The second plenary meeting of Data Market Austria took place at the beginning of April in Salzburg. A perfect time to catch up on the latest developments in a project with 17 partners distributed over the entire Austrian landscape. And by landscape I of course mean both geographical (from the mountains of Salzburg to the plains of Vienna) but also professional (from the research institutions like the RSA to the large multinationals like Siemens, and from small to large companies).
The two-days long event took place at the TechnoZ center, where the consortium managed to make full usage of all the seminar rooms that the center had available. From small work package meetings with just a few people, working hard on concrete tasks to deliver, to large multi-workpackage discussions where even the larger seminar room seems bursting with people, and, of course, ideas.
The plenary started on Wednesday morning with a joint session where the Project Coordinator, Allan Hanbury, gave an overview of the status of the project. And there were certainly some extremely interesting points already: the Data Market Austria, only in its 6 month, had already reached our European partners as well as the far-East, with presentations in Germany and China as part of official delegations.
I then had the pleasure of presenting the technical integration efforts of the past six months. Not an easy task showing in 30 minutes all that partners had done and all the progress that had been made.

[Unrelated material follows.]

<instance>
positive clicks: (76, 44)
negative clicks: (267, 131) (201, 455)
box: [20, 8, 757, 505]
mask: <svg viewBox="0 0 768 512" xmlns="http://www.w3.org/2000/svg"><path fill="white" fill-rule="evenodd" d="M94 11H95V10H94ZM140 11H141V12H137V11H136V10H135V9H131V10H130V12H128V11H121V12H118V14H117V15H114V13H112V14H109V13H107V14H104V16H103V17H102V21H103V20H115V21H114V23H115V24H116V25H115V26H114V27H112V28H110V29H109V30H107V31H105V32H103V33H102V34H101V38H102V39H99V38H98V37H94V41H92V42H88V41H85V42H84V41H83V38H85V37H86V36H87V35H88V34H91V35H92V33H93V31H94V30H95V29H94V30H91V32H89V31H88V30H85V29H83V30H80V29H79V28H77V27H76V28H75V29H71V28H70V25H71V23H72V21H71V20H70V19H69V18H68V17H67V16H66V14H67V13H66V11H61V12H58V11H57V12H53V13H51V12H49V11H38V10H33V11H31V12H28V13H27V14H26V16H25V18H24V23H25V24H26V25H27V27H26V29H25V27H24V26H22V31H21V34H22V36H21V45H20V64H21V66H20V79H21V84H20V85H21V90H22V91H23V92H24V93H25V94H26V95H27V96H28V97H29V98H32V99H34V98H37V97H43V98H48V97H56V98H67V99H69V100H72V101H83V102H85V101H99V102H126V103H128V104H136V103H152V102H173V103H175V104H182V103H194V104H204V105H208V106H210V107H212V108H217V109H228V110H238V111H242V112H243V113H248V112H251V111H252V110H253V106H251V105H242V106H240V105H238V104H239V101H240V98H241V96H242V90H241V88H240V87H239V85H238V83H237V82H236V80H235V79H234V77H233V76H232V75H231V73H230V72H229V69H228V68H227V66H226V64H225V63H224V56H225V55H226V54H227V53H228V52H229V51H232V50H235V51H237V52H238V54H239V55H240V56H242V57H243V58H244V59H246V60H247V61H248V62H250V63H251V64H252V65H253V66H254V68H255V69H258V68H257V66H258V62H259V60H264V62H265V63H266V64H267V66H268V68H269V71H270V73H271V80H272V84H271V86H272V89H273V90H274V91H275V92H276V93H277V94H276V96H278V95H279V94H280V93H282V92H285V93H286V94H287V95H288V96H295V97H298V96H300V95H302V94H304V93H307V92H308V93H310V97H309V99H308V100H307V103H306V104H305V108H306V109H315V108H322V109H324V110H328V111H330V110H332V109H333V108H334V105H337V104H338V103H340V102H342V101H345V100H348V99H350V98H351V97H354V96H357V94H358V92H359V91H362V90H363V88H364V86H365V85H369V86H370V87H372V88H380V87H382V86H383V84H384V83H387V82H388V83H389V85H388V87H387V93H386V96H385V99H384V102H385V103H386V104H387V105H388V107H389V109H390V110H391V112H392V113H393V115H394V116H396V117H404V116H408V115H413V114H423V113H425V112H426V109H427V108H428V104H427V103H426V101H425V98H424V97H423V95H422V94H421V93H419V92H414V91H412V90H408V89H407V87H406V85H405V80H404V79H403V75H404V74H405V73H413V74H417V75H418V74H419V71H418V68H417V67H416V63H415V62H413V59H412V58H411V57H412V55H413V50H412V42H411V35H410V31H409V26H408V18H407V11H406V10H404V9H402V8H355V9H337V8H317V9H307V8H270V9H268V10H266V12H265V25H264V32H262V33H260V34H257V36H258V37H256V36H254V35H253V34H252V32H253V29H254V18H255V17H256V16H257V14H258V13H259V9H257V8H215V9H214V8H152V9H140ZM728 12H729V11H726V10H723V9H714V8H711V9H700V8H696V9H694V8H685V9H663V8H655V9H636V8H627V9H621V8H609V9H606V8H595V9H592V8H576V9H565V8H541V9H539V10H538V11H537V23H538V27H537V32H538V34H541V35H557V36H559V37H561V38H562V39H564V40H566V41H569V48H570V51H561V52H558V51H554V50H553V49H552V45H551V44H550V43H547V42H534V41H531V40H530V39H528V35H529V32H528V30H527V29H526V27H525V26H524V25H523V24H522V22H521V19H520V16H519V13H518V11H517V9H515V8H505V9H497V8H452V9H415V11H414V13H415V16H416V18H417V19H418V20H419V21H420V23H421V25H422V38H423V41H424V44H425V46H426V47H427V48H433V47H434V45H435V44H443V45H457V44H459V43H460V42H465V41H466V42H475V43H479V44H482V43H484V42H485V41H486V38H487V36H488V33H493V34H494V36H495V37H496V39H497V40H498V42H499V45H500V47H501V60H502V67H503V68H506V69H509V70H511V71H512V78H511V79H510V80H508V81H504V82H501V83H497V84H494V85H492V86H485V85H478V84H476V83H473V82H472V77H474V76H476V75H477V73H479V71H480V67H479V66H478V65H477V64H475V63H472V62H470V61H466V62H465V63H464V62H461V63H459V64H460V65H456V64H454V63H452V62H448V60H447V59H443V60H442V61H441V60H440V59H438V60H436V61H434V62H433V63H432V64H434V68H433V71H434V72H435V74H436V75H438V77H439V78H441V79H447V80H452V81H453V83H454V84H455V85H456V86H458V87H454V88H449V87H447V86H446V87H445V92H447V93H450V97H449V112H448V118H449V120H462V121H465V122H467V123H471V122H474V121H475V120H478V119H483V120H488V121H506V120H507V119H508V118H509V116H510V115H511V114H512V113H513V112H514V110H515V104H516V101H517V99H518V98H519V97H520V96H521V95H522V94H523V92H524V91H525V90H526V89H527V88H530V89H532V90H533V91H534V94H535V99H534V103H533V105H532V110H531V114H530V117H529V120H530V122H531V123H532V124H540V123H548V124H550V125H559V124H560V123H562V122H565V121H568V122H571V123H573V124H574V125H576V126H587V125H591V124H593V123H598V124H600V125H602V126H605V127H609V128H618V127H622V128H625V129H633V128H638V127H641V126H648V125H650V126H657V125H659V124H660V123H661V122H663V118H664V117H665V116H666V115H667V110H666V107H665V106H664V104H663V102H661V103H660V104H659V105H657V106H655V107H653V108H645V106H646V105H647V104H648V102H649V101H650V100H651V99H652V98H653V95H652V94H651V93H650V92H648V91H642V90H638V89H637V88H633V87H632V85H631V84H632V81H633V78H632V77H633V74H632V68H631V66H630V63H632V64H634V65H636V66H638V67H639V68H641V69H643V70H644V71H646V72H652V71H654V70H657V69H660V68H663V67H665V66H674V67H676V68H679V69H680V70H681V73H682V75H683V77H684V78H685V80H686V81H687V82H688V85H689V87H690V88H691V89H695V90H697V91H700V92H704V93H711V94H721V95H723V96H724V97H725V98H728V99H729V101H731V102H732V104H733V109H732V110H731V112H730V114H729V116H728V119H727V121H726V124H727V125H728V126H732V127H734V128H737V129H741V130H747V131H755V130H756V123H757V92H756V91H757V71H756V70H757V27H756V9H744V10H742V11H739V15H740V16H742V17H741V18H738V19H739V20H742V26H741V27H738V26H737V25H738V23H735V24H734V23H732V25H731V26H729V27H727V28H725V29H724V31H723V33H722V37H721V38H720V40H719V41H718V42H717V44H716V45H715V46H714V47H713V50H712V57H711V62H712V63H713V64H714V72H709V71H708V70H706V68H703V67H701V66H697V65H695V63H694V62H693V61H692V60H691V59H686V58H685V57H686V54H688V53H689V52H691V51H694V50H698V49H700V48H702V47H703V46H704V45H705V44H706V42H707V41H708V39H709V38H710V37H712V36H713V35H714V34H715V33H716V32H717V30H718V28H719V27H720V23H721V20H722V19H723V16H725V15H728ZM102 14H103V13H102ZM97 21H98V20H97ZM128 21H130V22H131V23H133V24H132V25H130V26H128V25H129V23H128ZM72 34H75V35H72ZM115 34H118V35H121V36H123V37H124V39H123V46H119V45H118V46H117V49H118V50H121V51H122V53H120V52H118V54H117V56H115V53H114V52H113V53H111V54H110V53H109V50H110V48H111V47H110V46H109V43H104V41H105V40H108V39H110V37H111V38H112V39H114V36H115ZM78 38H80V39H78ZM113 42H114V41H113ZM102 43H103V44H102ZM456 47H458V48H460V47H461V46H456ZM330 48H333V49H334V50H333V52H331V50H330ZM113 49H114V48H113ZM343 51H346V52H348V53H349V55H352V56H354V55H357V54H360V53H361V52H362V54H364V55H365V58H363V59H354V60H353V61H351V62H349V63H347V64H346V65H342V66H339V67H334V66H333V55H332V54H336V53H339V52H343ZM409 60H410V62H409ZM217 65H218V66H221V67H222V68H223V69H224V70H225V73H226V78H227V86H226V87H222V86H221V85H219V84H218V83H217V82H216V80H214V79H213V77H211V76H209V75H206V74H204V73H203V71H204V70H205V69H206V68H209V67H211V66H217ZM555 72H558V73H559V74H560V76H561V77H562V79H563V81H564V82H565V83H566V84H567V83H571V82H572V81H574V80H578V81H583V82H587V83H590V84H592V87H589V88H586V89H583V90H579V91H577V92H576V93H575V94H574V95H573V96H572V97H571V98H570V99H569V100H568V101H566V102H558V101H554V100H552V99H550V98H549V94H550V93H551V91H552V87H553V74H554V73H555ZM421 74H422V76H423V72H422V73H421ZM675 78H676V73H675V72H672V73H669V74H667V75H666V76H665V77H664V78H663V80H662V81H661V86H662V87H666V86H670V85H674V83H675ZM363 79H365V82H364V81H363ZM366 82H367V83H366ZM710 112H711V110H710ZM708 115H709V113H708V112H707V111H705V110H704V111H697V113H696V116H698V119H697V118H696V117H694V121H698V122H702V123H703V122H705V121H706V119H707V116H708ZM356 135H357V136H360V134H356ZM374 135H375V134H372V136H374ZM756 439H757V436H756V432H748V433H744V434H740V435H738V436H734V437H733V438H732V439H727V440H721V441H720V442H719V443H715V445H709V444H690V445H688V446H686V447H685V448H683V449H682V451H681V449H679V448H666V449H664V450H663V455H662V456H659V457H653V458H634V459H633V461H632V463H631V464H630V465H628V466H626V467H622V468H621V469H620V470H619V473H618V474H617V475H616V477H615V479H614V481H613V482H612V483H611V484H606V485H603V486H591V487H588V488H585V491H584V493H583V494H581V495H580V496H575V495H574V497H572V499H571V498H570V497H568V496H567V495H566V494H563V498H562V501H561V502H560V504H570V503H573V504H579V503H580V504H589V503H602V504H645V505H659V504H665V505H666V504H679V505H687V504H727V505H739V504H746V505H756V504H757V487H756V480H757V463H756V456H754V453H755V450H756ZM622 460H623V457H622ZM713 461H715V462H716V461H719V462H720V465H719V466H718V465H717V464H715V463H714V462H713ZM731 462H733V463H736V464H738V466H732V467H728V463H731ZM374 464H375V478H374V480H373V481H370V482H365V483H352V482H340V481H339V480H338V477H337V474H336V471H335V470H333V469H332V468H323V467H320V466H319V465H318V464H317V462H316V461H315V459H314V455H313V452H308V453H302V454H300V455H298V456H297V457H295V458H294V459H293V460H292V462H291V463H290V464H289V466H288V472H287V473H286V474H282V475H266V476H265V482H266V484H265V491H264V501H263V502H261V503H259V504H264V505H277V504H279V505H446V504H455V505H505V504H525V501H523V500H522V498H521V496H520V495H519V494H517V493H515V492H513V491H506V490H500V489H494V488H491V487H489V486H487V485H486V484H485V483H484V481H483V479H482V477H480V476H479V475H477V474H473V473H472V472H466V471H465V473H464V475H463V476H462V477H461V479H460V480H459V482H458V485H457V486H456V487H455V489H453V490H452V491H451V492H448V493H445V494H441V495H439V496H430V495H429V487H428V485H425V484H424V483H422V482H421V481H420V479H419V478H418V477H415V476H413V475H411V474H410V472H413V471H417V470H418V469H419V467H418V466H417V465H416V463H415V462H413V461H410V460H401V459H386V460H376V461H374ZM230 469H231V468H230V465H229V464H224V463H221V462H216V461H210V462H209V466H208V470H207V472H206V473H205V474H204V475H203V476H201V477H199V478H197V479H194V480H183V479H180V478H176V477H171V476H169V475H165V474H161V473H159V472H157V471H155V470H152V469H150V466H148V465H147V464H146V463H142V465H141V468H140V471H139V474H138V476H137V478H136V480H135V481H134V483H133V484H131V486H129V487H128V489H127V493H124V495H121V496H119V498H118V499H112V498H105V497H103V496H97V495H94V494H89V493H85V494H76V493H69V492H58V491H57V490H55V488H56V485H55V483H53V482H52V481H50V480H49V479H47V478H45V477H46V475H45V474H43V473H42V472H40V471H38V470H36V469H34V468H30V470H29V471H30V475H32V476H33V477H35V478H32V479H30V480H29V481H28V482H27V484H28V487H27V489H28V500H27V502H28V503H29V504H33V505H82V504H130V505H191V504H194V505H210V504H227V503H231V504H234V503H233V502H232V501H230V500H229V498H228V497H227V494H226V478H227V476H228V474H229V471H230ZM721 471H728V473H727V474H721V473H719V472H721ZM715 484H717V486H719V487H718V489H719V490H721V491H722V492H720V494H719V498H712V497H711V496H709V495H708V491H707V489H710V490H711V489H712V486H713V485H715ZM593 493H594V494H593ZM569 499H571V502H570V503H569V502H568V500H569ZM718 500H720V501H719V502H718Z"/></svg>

Martin Kaltenböck and Peter Parycek then presented community involvement developments and, respectively, the discussions going on around the legal aspects of data sharing in Data Market Austria. Martin confirmed Allan’s initial statement that DMA has already generated a substantial amount of interest in the local community and many actors are already interested in actively participating in the Market.
Finally, the first session of the plenary ended with progress reports from the two Pilot areas: mobility and earth observation. To some extent I envy both Christian Federspiel and Werner Mucke, as the Pilot presentations tend to be much more attractive then technology or legal reports. This was no exception, and, among others, participants got a glimpse into what a final product, integrating different data from different providers, addressing a real need, would look like.
The rest of the plenary was scheduled such that work packages first had the time to meet internally and discuss items specific to their own agenda, followed on the second day by cross-work- package meetings, where the aim was to make sure that the internal agenda matched that of other work packages and of other partners. Finally, another round of WP-internal meetings ensured that the items taken from the cross-WP meetings found their place in the internal planning of each work package.
The plenary concluded with a meeting of WP-leaders, followed by a public event organized at the WIFI Salzburg. But about that in another article here in the same newsletter. Overall, some very intense 48h, particularly gratifying to me to see that the entire project is moving ahead and all partners see the potential that this common effort has, for each participating company individually, but also for Austria as a leader in innovation.